Encode and decode Base64 — Standard and URL-safe — in your browser

Paste Base64 to decode it back to text, or type text to encode it — the result updates as you type. The Standard and URL-safe variants are both supported and detected automatically on decode, a live character and byte counter tracks your input, and invalid Base64 is reported with the exact character and position.

Guide

How to Use

  1. 1
    Choose a direction

    Pick the Encode tab to turn text into Base64, or the Decode tab to turn Base64 back into readable text.

  2. 2
    Select a variant

    Choose Standard (uses + and /) or URL-safe (uses - and _, no padding). When decoding, the variant is detected for you, so most of the time you can leave it alone.

  3. 3
    Enter your input

    Type, paste, or use the Paste button to pull text from your clipboard. The result updates as you type — no button to press.

  4. 4
    Copy or swap the result

    Click Copy to put the result on your clipboard. Use Swap to send the output back into the input and convert in the opposite direction — handy for verifying a round-trip.

Reference

Standard vs URL-safe Base64

Standard vs URL-safe Base64
VariantExtra charactersPaddingTypical use
Standard+ and /Kept (=)Data URIs, email/MIME
URL-safe- and _OmittedURLs, filenames, JWT

Pitfalls

Common Mistakes

  • Decoding a full JWT at once

    A JWT has three dot-separated segments. Pasting the whole token decodes only the header. To read the payload, copy the segment between the two dots and decode it on its own.

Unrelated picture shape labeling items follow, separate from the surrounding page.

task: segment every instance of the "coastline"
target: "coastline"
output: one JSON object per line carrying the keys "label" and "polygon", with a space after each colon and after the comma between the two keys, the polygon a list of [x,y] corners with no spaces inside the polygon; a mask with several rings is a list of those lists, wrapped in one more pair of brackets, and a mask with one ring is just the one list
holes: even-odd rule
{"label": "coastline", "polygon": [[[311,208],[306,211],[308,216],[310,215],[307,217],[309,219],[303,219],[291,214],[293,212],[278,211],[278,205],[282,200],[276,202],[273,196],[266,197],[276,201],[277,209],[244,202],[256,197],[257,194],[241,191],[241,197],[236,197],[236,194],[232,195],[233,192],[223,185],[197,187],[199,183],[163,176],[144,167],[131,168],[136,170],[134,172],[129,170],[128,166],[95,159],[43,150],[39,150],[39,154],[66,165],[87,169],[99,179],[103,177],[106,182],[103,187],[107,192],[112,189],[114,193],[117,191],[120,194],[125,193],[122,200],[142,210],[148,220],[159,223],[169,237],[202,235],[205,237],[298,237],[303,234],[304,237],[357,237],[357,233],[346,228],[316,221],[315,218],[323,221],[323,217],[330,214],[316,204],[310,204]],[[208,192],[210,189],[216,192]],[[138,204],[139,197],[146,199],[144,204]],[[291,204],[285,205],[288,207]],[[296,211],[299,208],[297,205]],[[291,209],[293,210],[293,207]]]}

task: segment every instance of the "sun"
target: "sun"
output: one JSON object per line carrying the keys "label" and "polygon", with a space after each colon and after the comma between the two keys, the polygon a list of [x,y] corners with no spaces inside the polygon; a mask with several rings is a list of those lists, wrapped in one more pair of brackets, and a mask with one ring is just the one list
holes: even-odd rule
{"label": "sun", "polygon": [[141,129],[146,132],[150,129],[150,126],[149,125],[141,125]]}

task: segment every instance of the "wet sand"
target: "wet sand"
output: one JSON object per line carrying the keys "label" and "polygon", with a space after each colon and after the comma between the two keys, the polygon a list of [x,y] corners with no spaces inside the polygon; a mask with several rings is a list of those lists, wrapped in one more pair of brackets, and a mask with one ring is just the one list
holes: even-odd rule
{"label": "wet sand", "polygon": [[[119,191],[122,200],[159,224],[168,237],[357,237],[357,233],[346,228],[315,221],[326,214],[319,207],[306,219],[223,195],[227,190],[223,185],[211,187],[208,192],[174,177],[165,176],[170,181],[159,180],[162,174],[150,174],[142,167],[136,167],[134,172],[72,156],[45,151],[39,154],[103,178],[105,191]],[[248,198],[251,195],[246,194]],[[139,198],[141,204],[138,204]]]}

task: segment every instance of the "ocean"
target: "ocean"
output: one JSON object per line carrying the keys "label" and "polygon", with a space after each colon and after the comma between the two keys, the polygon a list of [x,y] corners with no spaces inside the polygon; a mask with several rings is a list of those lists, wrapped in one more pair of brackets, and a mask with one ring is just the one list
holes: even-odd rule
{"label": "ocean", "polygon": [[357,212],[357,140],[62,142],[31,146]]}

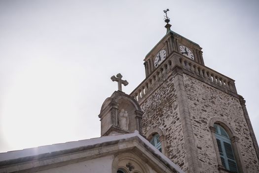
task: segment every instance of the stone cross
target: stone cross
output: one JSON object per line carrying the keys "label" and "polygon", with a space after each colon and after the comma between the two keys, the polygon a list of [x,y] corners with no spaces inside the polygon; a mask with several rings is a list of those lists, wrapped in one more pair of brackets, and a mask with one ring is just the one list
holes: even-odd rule
{"label": "stone cross", "polygon": [[120,73],[118,73],[116,75],[116,78],[115,76],[112,76],[111,79],[112,81],[115,81],[118,82],[118,90],[122,91],[122,89],[121,87],[121,84],[123,84],[124,86],[126,86],[129,84],[129,83],[126,80],[122,80],[121,78],[122,78],[122,75],[120,74]]}

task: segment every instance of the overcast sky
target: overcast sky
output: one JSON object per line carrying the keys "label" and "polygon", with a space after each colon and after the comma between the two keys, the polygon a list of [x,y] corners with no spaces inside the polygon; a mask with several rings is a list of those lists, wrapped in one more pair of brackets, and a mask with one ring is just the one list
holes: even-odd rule
{"label": "overcast sky", "polygon": [[100,136],[117,90],[145,79],[143,59],[172,30],[236,81],[259,139],[259,1],[0,0],[0,152]]}

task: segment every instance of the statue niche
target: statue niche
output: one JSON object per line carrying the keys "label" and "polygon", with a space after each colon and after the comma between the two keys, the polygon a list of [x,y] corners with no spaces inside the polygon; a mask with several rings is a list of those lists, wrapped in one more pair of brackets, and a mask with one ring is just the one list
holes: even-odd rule
{"label": "statue niche", "polygon": [[134,98],[120,91],[114,91],[101,109],[101,135],[133,133],[136,130],[141,134],[143,114]]}
{"label": "statue niche", "polygon": [[119,127],[122,130],[129,130],[129,117],[128,113],[124,109],[118,115]]}

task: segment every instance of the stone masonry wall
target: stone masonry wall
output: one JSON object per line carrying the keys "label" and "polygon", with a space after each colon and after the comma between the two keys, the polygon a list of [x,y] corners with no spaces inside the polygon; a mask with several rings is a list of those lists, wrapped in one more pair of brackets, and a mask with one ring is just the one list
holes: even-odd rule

  • Mixing the two alphabets

    A single string cannot contain both +/ and -_. If a string mixes them it is not valid Base64 — it was likely corrupted by a partial find-and-replace. Re-export it from the original source.

  • Expecting Base64 to be encryption

    Base64 is an encoding, not encryption. Anyone can decode it. Never use it to hide passwords or secrets — it only makes binary data safe to carry as text.

  • Treating decoded binary as text

    Base64 can carry any bytes, including images and compressed data. Decoding such input produces unreadable characters because it is not text at all. This tool decodes to UTF-8 text.

Frequently Asked Questions

What is Base64 and why is it used?
Base64 is a binary-to-text encoding that represents arbitrary bytes using 64 printable ASCII characters. It lets binary data — images, files, cryptographic keys — travel safely through text-only channels such as HTML, CSS, JSON, URLs, and email. Each group of 3 bytes becomes 4 Base64 characters.
What is the difference between Standard and URL-safe Base64?
Standard Base64 uses + and / plus = for padding. URL-safe Base64 replaces + with - and / with _, and usually drops the = padding, so the result is safe to place directly in URLs, filenames, and JWT segments. This tool detects the variant automatically when you decode.
Is my input sent to a server?
No. All encoding and decoding happens in your browser using the built-in TextEncoder and atob/btoa APIs. Your text never leaves your device, so it is safe to convert tokens or other sensitive values.
Can this tool decode a JWT?
It decodes the JWT header. A JWT is three Base64url segments separated by dots: header, payload, and signature. When you paste a full token the tool recognises the shape and decodes the first segment. To inspect the payload, copy the middle segment and decode it separately. The signature is raw bytes and is not human-readable.
Why does my decoded text look like random characters?
The original data was probably not UTF-8 text — it may be an image, a file, or another binary format. Base64 carries any bytes, but this tool decodes them as UTF-8 text, so non-text input shows up as unreadable characters. That is expected.
Why does my Base64 string fail to decode?
The most common causes are an invalid character (the error message names the exact character and position), a string length that is not a multiple of four after padding is restored, or a string that mixes Standard and URL-safe characters. Re-copy the value from its original source to fix it.
Is Base64 a form of encryption?
No. Base64 is fully reversible and uses no key — anyone can decode it. It only makes binary data transport-safe as text. To protect data, encrypt it first, then optionally Base64-encode the ciphertext.